In specifying the linear equations in the LINEQS model, it might become cumbersome when you need to name a lot of parameters into the equations. If the parameters in your model are unconstrained, you need to very careful to use unique parameter names to distinguish the free parameters because parameters with the same name are identical and will have the same estimate. To make model specification easier and to avoid accidental constraints, PROC CALIS provides an efficient way to specify these free parameters. That is, you can simply omit the parameter names in the specification. For example, in the first specification of the current example, except for the boundary constraints on the error variance parameters, all other parameters in the model are not constrained, as shown in the following statements:
proc calis data=food pshort nostand; lineqs Q = alpha1 * Intercept + beta1 * P + gamma1 * D + E1, P = theta1 * Intercept + theta2 * Q + theta3 * F + theta4 * Y + E2; variance E1-E2 = eps1-eps2; cov E1-E2 = eps3; bounds eps1-eps2 >= 0. ; run;
Parameters such as alpha1
, beta1
, and so on are unique parameter names in the specific locations of the model. They are free parameters. Hence, you can use
the following equivalent specification:
proc calis data=food pshort nostand; lineqs Q = * Intercept + * P + * D + E1, P = * Intercept + * Q + * F + * Y + E2; variance E1-E2 = eps1-eps2; cov E1 E2; bounds eps1-eps2 >= 0. ; run;
Only the parameters eps1
and eps2
remain in this equivalent specification. You omit the specification of all other parameter names.
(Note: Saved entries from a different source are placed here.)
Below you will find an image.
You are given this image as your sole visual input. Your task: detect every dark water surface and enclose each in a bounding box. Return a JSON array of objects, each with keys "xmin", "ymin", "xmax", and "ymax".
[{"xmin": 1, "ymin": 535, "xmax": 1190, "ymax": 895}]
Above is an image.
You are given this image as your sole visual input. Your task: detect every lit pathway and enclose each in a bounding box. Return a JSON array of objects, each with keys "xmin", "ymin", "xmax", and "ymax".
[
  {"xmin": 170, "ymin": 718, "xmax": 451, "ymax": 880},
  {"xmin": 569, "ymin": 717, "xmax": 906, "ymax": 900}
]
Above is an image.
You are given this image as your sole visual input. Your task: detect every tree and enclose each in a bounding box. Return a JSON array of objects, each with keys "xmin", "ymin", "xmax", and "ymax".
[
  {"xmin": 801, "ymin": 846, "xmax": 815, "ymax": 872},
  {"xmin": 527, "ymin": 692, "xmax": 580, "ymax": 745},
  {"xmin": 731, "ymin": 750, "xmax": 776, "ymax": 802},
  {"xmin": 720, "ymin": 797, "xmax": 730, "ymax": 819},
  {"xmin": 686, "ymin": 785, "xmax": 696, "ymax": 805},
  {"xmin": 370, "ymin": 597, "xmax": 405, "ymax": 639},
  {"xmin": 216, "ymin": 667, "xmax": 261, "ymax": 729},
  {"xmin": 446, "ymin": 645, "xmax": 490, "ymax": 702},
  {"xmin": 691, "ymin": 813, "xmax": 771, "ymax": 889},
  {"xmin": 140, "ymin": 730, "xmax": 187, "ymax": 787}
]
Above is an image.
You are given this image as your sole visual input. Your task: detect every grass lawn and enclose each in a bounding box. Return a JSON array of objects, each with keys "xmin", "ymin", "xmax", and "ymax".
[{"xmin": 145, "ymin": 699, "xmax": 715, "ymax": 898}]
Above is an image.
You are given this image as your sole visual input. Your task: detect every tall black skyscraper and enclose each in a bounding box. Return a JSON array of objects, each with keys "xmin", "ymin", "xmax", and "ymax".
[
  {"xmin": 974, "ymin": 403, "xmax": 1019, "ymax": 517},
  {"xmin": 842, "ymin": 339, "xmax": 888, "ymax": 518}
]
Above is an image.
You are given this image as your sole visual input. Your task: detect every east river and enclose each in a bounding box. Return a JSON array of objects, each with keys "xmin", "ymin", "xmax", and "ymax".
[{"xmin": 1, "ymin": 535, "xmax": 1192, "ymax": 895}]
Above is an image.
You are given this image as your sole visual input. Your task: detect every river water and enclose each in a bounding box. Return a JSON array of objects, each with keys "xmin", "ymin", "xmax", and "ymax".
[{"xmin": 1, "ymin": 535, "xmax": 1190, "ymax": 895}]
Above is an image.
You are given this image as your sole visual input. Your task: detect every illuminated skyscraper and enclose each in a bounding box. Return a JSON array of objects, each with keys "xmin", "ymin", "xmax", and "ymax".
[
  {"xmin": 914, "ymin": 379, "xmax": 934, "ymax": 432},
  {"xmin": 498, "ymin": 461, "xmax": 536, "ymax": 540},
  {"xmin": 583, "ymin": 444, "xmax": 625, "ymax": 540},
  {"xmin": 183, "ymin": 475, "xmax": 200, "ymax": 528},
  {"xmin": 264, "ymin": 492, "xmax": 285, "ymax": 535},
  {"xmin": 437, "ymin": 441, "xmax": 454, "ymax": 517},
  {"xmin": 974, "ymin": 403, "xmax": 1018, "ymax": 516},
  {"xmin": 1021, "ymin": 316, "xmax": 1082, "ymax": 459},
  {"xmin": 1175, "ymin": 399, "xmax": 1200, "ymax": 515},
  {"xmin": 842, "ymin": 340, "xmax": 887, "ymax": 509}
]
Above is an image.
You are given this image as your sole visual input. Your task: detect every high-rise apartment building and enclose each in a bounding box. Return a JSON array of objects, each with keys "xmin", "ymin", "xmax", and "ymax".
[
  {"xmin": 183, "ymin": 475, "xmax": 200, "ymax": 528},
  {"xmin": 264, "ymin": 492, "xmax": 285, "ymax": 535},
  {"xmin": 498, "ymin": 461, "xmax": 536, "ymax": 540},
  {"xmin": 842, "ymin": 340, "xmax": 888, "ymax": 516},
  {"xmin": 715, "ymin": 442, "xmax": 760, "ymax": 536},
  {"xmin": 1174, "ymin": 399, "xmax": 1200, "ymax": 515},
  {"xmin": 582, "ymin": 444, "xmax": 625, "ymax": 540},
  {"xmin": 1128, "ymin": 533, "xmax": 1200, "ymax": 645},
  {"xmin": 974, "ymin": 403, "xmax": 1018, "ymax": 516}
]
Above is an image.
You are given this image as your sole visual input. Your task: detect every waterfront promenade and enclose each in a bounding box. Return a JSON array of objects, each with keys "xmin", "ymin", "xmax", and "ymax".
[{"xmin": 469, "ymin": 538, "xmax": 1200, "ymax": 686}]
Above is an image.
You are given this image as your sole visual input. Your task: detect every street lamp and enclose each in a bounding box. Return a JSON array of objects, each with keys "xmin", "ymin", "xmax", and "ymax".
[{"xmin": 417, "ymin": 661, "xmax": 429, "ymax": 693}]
But the estimation results
are the same, as shown in Output 27.18.5.
Output 27.18.5: Estimation Results With Generated Parameter Names
Linear Equations | |||||||||||||||||||||
---|---|---|---|---|---|---|---|---|---|---|---|---|---|---|---|---|---|---|---|---|---|
Q | = | 93.6193 | * | Intercept | + | -0.2295 | * | P | + | 0.3100 | * | D | + | 1.0000 | E1 | ||||||
Std Err | 7.5748 | _Parm1 | 0.0923 | _Parm2 | 0.0448 | _Parm3 | |||||||||||||||
t Value | 12.3592 | -2.4856 | 6.9186 | ||||||||||||||||||
P | = | -218.9 | * | Intercept | + | 4.2140 | * | Q | + | -0.9305 | * | F | + | -1.5579 | * | Y | + | 1.0000 | E2 | ||
Std Err | 137.7 | _Parm4 | 1.7540 | _Parm5 | 0.3960 | _Parm6 | 0.6650 | _Parm7 | |||||||||||||
t Value | -1.5897 | 2.4025 | -2.3500 | -2.3429 |
Estimates for Variances of Exogenous Variables | |||||
---|---|---|---|---|---|
Variable Type |
Variable | Parameter | Estimate | Standard Error |
t Value |
Error | E1 | eps1 | 3.51274 | 1.20204 | 2.92233 |
E2 | eps2 | 105.06749 | 83.89446 | 1.25238 | |
Observed | D | _Add1 | 139.96029 | 45.40911 | 3.08221 |
F | _Add2 | 161.51355 | 52.40192 | 3.08221 | |
Y | _Add3 | 35.00000 | 11.35550 | 3.08221 |
Covariances Among Exogenous Variables | |||||
---|---|---|---|---|---|
Var1 | Var2 | Parameter | Estimate | Standard Error |
t Value |
E1 | E2 | _Parm8 | -18.87270 | 8.77951 | -2.14963 |
F | D | _Add4 | 74.02539 | 38.44699 | 1.92539 |
Y | D | _Add5 | 22.99211 | 16.90102 | 1.36040 |
Y | F | _Add6 | -21.58158 | 17.94544 | -1.20262 |
Mean Parameters | |||||
---|---|---|---|---|---|
Variable Type |
Variable | Parameter | Estimate | Standard Error |
t Value |
Observed | D | _Add7 | 97.53500 | 2.71410 | 35.93643 |
F | _Add8 | 96.62500 | 2.91560 | 33.14071 | |
Y | _Add9 | 10.50000 | 1.35724 | 7.73628 |
The estimation results in Output 27.18.5 are the same as those in Output 27.18.2 and Output 27.18.3 with the original LINEQS model specification, only now PROC CALIS generates the parameter names with the _Parm
in the results, as shown in Output 27.18.5. Note that you retain the parameter names eps1
and eps2
because you need to refer to them in the BOUNDS statement.